Exploitation minière illégale, crime organisé et fragilité de l’État : un débat crucial au Pérou
L’exploitation minière illégale, ses liens avec le crime organisé et la fragilité de l’État ont été au cœur des discussions lors du Forum de la société civile de Perumin 37. Entrepreneurs, universitaires et dirigeants syndicaux se sont accordés à dire que l’absence de l’État, la corruption et le manque d’incitations à la formalisation créent un environnement risqué qui compromet l’investissement, la croissance économique et la gouvernance. Le consensus général est qu’une action immédiate est nécessaire pour restaurer l’institutionnalité, combler les lacunes infrastructurelles et renforcer la confiance des citoyens avant les élections de 2026.
María Cecilia Villegas, PDG du capitalisme conscient du Pérou, a souligné l’existence d’une “relation absolument directe entre l’exploitation minière illégale et le crime organisé, sans aucun doute”. Elle a critiqué l’impunité dont jouissent ces mafias, facilitée par la corruption de responsables locaux et régionaux, voire nationaux.

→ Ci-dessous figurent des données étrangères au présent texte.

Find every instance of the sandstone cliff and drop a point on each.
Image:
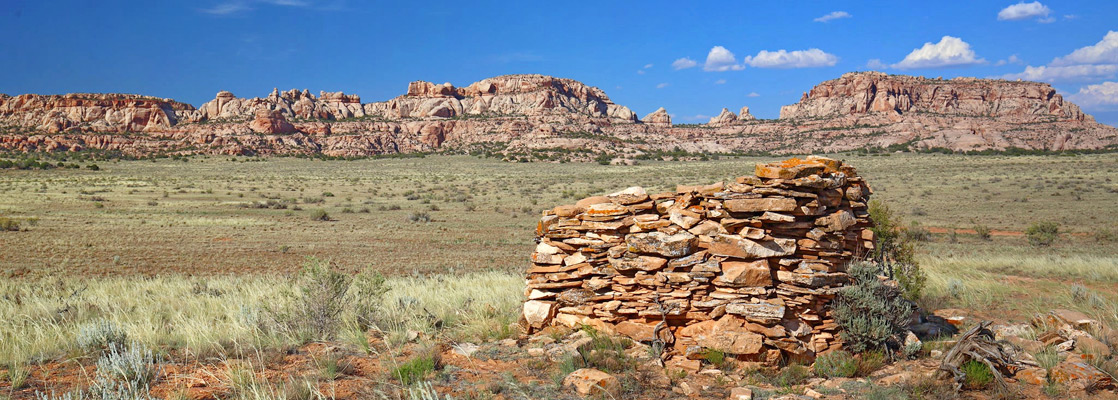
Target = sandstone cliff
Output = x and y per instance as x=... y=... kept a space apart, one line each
x=523 y=115
x=877 y=93
x=92 y=112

Elle a également averti que le manque de volonté politique pour lutter contre l’illégalité a permis à ce fléau de s’étendre.
Villegas a appelé les entrepreneurs à s’engager davantage dans la politique, soulignant que l’inaction pourrait transformer le Pérou en un “Mexique, et même un Mexique plus pauvre, où les citoyens doivent vivre entourés de gardes du corps”.
Elle a également insisté sur la nécessité de revoir le rôle des entreprises d’État, citant Petro-Peru comme un exemple de cercle vicieux de demandes de ressources supplémentaires.
Waldo Mendoza, vice-chancelier de l’Université pontificale catholique du Pérou et ancien ministre de l’économie, a souligné que le Pérou ne profite pas pleinement de la conjoncture internationale favorable. “Les conditions d’échange sont à leur plus haut niveau, mais l’économie n’a augmenté que de 2% et l’investissement de 1%”, a-t-il constaté. Il a attribué cette situation à l’affaiblissement de la politique publique et à l’impact de la criminalité, qui augmentent les coûts et les risques d’investissement, freinant ainsi la croissance privée.
Alonso Rey, président de COMEX, a mis en évidence le taux élevé d’informalité au Pérou (entre 80% et 85%), reprochant à l’État de créer des obstacles à la formalisation. “Ceux qui veulent se formaliser se heurtent à des portes closes, des pierres jetées, et ne peuvent pas le faire. Les municipalités sont les pires, car elles chassent les informels et ne leur permettent pas d’opérer”, a-t-il déclaré.
Concernant le secteur minier, il a été souligné que le développement d’une mine nécessite “400 autorisations”. Malgré le paiement de 26 860 millions de soles de canon minier entre 2022 et 2024, 17 460 millions de soles n’ont pas été exécutés. Il a été proposé de gérer ces ressources par le biais de fiducies privilégiant les projets à fort impact, afin d’éviter l’accumulation d’œuvres inachevées. Il a également appelé les citoyens à s’informer avant de voter et à rompre avec le cycle des mauvaises autorités qui entravent le développement.
Julia Torreblanca, présidente du SNMPE, a souligné l’importance du mécanisme des travaux pour les taxes. “Dans le cas de Cerro Verde, nous avons commencé à utiliser ce mécanisme fin 2023. Nous avons déjà sept projets en cours, et nous sommes très satisfaits des résultats”, a-t-elle précisé.
Elle a salué les récentes modifications juridiques qui accélèrent les processus d’approbation technique et permettent d’inclure la maintenance et les services, tout en soulignant la nécessité de prioriser les besoins de base. “Si la population n’a pas d’eau, de drainage ou d’écoles, nous ne pouvons pas consacrer les travaux pour les taxes à la construction d’un stade ou d’une piscine”, a-t-elle affirmé. Elle a également préconisé la numérisation des procédures, la professionnalisation de la fonction publique et le renforcement des ressources allouées à la police et au pouvoir judiciaire.
Le forum s’est conclu par un appel à l’action en vue de 2026, avec la proposition de promouvoir un pacte de gouvernance et de transparence engageant les candidats à ne pas financer leurs campagnes avec des fonds provenant d’activités illégales. Villegas a insisté sur le fait que “les chefs d’entreprise ont une voix forte et doivent la mettre au service des citoyens et du développement du pays”. L’appel final a été de restaurer l’État et de renforcer les institutions, convaincus que ce n’est qu’alors que la croissance, l’emploi et la sécurité à long terme pourront être assurés.